Quantity Brings Quality
As I suspected, I have an almost insurmountable case of coder's block after a full day at work. Nevertheless, things are getting done. In fact, this might be the best thing that's happened for Lemma because it's forced me to cut a lot out of the design and focus on core things. It's the only way I'll ever finish.
Screenshot below gives an idea of the new direction. I've dropped any pretense that the game occurs in our world as we know it. It was a restriction that existed only to service the story, and it was limiting the gameplay and visual style a lot. Now I'm free to do a lot more, and I'm not precluded from telling a story just because it's fantasy rather than sci-fi.
In order to get this thing out the door, I am now dead-set on eliminating anything that does not contribute to the core gameplay. You won't be seeing any more nifty graphics features. From here on out, I'm determined to churn out two things: enemies and levels. And I do mean "churn", although that's not something that comes naturally. I tend to set out with the goal of creating the best mechanic/level design/widget/mouse trap and spend months perfecting it, before deciding to cut out the whole thing completely.
No more. From now on, I'm churning out crap. I'll throw out the worst and polish the remaining turds until they sparkle.
One of my art professors told a story about an experiment one teacher performed on his pottery class. He told one of the class that their grade depended on their ability to make five perfect pots for the final. He told the other half that their grade depended on the sheer number of pots they created, with no regard whatsoever for quality.
Some of the kids in the latter half made over 300 pots. By the end, they were so practiced that their pots were of higher quality than the students who were tasked with creating five perfect pots.
This might be a no-brainer to you, but it's changed the way I think. As game designers, we're always trying to pin down that elusive thread of fun that runs through every good game. There's no formula or guaranteed method to create it. The only thing to do is try a lot of things and hope that you've picked up enough along the way to make a perfect pot at the end.

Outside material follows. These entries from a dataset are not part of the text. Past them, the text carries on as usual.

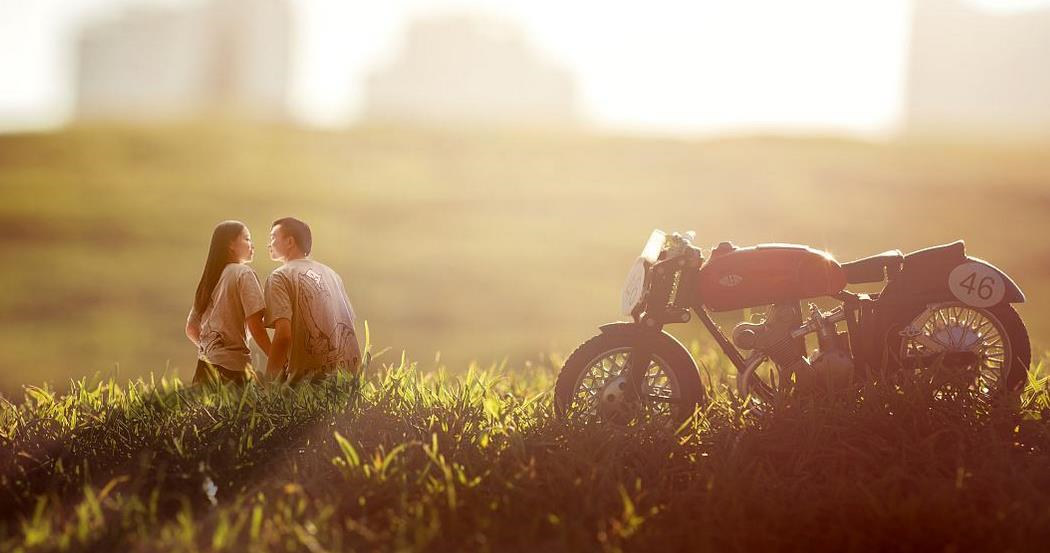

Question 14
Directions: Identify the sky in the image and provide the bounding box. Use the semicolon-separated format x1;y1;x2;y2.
0;0;1032;135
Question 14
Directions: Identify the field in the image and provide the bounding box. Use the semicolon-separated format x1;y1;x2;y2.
0;123;1050;553
0;352;1050;553
0;123;1050;398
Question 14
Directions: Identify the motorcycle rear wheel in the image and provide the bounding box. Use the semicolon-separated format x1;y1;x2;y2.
554;333;705;425
886;301;1032;402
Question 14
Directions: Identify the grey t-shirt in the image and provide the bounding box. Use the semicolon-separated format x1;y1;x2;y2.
266;259;359;376
190;263;266;370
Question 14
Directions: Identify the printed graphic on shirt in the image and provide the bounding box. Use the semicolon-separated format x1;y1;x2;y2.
201;331;226;356
296;269;356;366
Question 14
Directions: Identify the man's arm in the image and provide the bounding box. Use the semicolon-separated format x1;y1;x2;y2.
266;318;292;380
245;311;270;358
186;312;201;347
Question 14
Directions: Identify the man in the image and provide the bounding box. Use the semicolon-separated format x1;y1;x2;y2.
265;217;361;383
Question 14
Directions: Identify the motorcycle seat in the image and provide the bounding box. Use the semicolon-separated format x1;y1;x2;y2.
842;250;904;284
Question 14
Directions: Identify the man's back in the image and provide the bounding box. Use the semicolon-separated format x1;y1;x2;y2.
266;258;360;379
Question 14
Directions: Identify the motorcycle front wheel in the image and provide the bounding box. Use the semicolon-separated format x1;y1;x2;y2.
554;333;705;425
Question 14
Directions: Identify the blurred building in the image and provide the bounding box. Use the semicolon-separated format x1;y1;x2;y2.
363;17;579;126
77;0;291;120
905;0;1050;135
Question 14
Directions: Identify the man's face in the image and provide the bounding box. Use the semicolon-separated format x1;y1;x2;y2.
270;225;292;261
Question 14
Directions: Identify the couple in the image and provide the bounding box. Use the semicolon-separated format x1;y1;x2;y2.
186;217;361;384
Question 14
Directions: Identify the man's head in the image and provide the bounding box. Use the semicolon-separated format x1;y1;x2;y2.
270;217;314;261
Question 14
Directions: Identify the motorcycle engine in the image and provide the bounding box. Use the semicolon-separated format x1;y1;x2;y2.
733;303;854;389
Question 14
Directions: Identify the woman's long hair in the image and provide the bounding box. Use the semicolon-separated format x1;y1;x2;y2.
193;220;245;315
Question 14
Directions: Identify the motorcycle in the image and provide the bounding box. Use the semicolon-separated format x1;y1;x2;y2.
554;230;1031;423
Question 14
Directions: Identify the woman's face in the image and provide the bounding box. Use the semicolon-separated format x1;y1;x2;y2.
230;227;255;263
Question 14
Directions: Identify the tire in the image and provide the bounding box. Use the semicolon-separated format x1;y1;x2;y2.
885;301;1032;399
554;331;705;424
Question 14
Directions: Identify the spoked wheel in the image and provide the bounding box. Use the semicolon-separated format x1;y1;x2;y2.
890;302;1032;400
554;333;704;425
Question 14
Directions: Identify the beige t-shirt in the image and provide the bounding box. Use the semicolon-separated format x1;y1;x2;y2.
266;259;359;376
190;263;266;370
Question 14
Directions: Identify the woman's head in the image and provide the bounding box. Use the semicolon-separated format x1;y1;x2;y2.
193;220;255;313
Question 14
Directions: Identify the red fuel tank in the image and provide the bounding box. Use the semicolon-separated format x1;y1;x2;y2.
699;242;846;311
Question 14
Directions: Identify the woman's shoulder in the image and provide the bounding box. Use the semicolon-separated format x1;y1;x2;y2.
223;263;255;278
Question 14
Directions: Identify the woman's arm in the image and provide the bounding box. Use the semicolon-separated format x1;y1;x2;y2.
245;311;270;358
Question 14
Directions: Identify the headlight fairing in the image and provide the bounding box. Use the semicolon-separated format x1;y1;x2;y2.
621;257;649;315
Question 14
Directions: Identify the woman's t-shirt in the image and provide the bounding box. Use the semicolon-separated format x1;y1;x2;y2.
190;263;266;370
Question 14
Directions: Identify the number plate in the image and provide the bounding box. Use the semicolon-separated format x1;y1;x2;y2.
948;261;1006;307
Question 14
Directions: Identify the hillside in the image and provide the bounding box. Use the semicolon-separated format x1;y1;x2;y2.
0;123;1050;396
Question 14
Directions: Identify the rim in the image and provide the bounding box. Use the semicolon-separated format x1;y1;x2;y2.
567;347;681;421
900;302;1012;396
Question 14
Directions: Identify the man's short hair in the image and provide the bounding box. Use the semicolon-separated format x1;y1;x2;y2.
270;217;314;255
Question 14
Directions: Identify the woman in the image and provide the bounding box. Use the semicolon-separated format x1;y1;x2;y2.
186;220;270;384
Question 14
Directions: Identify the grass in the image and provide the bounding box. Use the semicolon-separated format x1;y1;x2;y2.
0;124;1050;397
0;358;1050;552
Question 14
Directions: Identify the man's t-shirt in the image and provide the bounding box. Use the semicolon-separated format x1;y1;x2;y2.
266;259;359;377
190;263;266;370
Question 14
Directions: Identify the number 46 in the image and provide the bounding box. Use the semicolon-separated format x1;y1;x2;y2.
959;273;995;299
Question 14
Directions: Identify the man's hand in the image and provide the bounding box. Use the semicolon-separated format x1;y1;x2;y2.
245;311;270;358
186;313;201;346
266;319;292;380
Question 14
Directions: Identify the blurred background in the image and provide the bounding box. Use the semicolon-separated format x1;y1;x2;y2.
0;0;1050;395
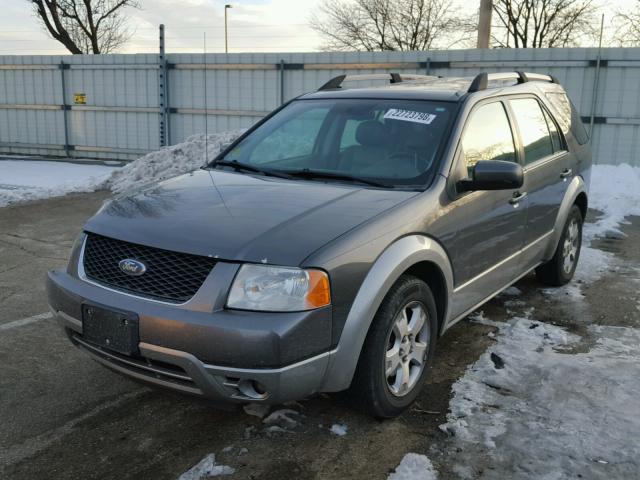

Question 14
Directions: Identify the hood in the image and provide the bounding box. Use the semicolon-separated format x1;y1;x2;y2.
85;170;416;265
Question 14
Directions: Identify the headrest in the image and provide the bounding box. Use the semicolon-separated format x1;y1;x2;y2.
356;120;388;147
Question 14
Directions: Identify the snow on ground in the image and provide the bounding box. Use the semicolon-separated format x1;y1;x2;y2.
0;160;115;207
584;164;640;240
178;453;236;480
105;130;244;193
441;165;640;480
387;453;438;480
0;130;243;207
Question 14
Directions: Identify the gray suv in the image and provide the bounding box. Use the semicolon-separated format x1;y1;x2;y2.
47;72;591;417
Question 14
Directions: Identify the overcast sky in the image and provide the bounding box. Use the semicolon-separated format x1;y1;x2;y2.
0;0;637;55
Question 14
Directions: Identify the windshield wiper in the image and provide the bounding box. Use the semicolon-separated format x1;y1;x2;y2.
209;160;292;179
286;168;393;188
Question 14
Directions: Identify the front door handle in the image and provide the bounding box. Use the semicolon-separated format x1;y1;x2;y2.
509;192;527;207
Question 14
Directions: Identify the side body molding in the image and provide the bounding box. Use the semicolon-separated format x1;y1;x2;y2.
543;175;588;261
321;235;453;392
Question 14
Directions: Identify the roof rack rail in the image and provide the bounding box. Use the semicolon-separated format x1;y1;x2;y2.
467;72;558;93
318;73;437;91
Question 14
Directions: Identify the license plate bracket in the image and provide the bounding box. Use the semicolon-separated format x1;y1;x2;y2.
82;303;140;355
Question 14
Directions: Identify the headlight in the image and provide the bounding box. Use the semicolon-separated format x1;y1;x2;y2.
227;264;331;312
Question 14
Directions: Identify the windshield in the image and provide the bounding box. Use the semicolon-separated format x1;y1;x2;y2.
218;99;452;186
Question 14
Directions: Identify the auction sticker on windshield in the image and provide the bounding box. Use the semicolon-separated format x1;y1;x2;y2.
384;108;436;125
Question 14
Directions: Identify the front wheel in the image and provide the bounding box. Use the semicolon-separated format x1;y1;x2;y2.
351;275;437;418
536;205;582;287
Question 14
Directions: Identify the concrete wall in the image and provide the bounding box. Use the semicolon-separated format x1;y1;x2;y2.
0;48;640;165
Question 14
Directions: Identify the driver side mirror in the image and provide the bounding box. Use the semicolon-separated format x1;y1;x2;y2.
456;160;524;193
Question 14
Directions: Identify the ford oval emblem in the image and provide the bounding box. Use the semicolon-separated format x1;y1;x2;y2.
118;258;147;277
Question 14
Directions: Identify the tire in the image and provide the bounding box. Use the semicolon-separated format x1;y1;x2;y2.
349;275;438;418
536;205;583;287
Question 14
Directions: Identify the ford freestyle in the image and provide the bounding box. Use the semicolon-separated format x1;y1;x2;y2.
47;72;591;417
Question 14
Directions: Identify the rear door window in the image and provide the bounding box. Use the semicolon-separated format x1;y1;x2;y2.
462;102;516;172
509;98;553;165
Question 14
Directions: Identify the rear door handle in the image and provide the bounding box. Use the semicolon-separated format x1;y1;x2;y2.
509;192;527;207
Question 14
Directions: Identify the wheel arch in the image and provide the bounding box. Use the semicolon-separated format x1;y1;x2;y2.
320;234;453;392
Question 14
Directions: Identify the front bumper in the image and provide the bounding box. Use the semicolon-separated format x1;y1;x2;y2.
47;266;332;404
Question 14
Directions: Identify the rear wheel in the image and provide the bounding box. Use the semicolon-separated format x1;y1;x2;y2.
536;205;582;287
351;275;437;418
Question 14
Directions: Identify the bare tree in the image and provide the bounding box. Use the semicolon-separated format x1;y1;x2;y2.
27;0;138;54
310;0;470;52
613;0;640;47
492;0;597;48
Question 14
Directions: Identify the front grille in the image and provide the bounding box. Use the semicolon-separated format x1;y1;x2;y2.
83;233;216;303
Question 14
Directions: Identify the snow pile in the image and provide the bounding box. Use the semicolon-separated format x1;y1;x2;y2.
441;317;640;479
0;160;115;207
387;453;438;480
178;453;236;480
584;164;640;240
104;130;244;193
330;423;348;437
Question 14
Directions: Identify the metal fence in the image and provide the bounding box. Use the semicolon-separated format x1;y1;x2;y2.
0;48;640;165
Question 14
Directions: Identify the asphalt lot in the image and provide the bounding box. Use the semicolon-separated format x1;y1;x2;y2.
0;192;640;479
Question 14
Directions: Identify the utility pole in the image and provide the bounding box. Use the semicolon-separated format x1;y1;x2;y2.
224;4;233;53
477;0;493;48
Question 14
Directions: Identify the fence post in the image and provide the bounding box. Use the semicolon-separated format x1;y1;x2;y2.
158;24;169;147
60;60;70;157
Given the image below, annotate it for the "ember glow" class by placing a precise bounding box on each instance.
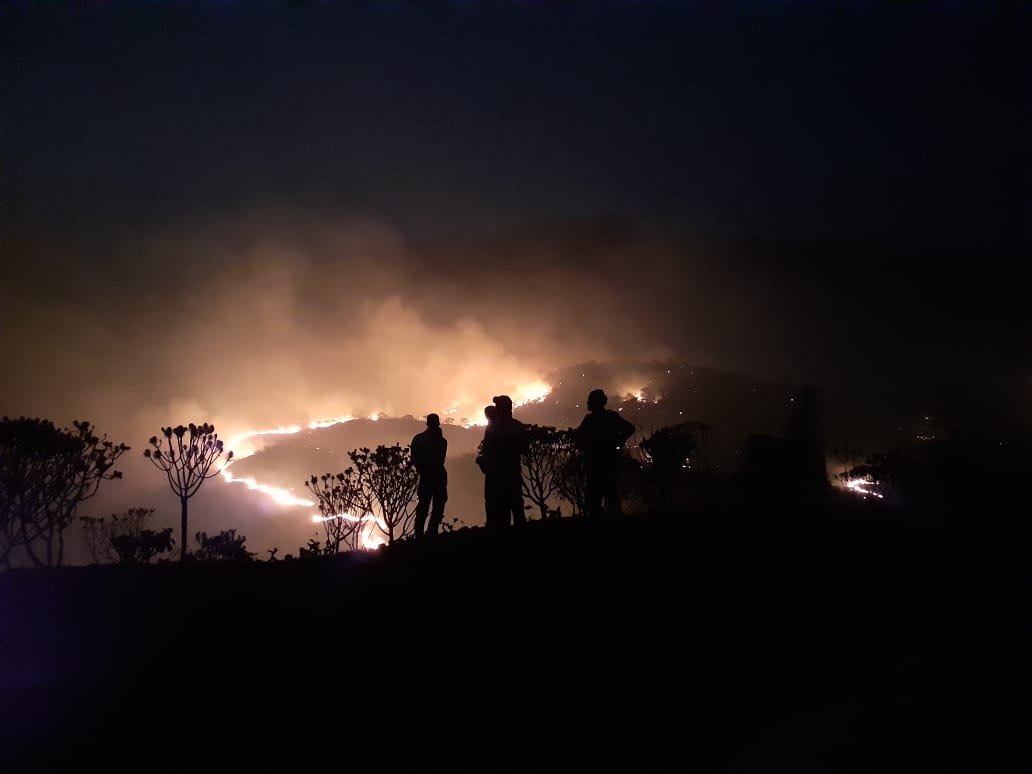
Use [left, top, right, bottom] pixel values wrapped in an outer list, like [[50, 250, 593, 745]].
[[214, 379, 551, 550], [845, 477, 885, 499]]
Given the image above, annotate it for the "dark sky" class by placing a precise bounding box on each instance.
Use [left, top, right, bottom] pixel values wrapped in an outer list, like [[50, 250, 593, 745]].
[[4, 0, 1029, 245], [0, 0, 1032, 553]]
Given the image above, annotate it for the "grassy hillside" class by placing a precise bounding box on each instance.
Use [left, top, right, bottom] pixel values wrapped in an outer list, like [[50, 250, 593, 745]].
[[0, 511, 1032, 772]]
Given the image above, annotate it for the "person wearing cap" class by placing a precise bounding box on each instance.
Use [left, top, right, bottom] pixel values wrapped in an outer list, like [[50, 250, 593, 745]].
[[575, 389, 635, 516]]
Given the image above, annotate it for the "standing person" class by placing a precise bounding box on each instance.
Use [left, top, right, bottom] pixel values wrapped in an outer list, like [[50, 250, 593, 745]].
[[477, 404, 507, 529], [484, 395, 527, 526], [575, 389, 635, 516], [410, 414, 448, 538]]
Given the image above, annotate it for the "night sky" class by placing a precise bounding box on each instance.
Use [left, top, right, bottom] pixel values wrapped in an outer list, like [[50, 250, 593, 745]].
[[0, 0, 1032, 557]]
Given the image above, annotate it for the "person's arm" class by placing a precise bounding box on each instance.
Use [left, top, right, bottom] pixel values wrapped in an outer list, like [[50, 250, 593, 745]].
[[616, 414, 635, 446]]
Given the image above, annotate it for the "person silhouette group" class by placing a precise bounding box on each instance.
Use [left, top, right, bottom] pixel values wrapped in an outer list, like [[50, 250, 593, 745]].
[[411, 389, 635, 538]]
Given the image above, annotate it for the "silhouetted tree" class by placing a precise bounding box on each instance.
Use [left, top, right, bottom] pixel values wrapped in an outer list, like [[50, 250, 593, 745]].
[[520, 424, 569, 519], [348, 444, 419, 545], [194, 529, 255, 561], [557, 429, 587, 516], [304, 467, 369, 554], [143, 422, 233, 560], [80, 508, 175, 565], [0, 417, 129, 566]]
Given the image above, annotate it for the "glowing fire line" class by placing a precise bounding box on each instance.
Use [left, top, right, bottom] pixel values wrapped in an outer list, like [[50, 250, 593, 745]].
[[211, 380, 551, 549]]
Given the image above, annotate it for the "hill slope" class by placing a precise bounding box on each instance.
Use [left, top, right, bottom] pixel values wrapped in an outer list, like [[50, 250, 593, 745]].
[[0, 512, 1032, 772]]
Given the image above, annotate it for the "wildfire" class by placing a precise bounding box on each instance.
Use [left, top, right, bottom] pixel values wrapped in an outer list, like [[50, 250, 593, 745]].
[[220, 380, 551, 550], [845, 478, 885, 499]]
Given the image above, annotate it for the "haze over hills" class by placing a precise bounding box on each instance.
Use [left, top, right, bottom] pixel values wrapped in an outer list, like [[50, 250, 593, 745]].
[[231, 361, 957, 540]]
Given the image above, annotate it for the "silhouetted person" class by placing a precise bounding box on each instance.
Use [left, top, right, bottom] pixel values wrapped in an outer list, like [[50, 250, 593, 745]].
[[477, 404, 508, 529], [410, 414, 448, 538], [483, 395, 527, 526], [576, 390, 635, 516]]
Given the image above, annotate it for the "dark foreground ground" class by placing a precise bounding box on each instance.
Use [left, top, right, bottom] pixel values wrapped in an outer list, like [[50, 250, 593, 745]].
[[0, 505, 1032, 774]]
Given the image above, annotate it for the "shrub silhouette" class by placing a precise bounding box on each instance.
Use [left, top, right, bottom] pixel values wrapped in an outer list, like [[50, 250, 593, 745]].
[[194, 529, 255, 561], [0, 417, 129, 566], [80, 508, 175, 565]]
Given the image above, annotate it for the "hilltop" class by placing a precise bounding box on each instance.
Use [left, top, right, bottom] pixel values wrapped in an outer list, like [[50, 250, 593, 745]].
[[0, 505, 1032, 772]]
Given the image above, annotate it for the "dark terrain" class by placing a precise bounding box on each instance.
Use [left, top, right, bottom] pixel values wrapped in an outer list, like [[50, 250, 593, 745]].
[[0, 505, 1032, 774]]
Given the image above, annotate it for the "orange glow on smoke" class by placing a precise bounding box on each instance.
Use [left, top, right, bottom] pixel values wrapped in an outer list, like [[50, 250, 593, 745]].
[[220, 379, 551, 550]]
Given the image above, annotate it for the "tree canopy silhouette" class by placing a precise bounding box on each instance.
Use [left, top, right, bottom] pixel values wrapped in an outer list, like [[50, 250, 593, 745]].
[[348, 444, 419, 544], [304, 467, 369, 554], [521, 424, 572, 519], [143, 422, 233, 560], [0, 417, 129, 566]]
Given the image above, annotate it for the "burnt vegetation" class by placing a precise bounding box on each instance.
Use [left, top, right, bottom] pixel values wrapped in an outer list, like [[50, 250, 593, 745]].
[[0, 408, 1032, 772]]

So that's where I'm at. Churning out levels and interesting objects to fill those levels.
One thing that's been missing for a long time is physics joints between voxels. Without them I couldn't create things like sliding doors and rotating platforms. Click the image below to see a GIF showing what I mean.
I'm pretty excited about new possibilities this opens up. I've already implemented a few in one of those churned-out levels I was talking about.
One other minor announcement. The website used to be hosted on NearlyFreeSpeech, which charges based on usage. The huge spike following the release of Alpha 1 cost quite a bit, and the whole experience has just been kind of annoying, so I moved the site to Amazon. The whole site is static despite having a lot of dynamic content pulled from all over the interwebs, so I was able to plop it in an S3 bucket for dirt cheap. So far I've payed 50 cents, plus the domain name. No complaints!
That's it for now. Thanks for reading and being patient with this incredibly slow project. Hopefully some of the ideas in this post will help speed it up.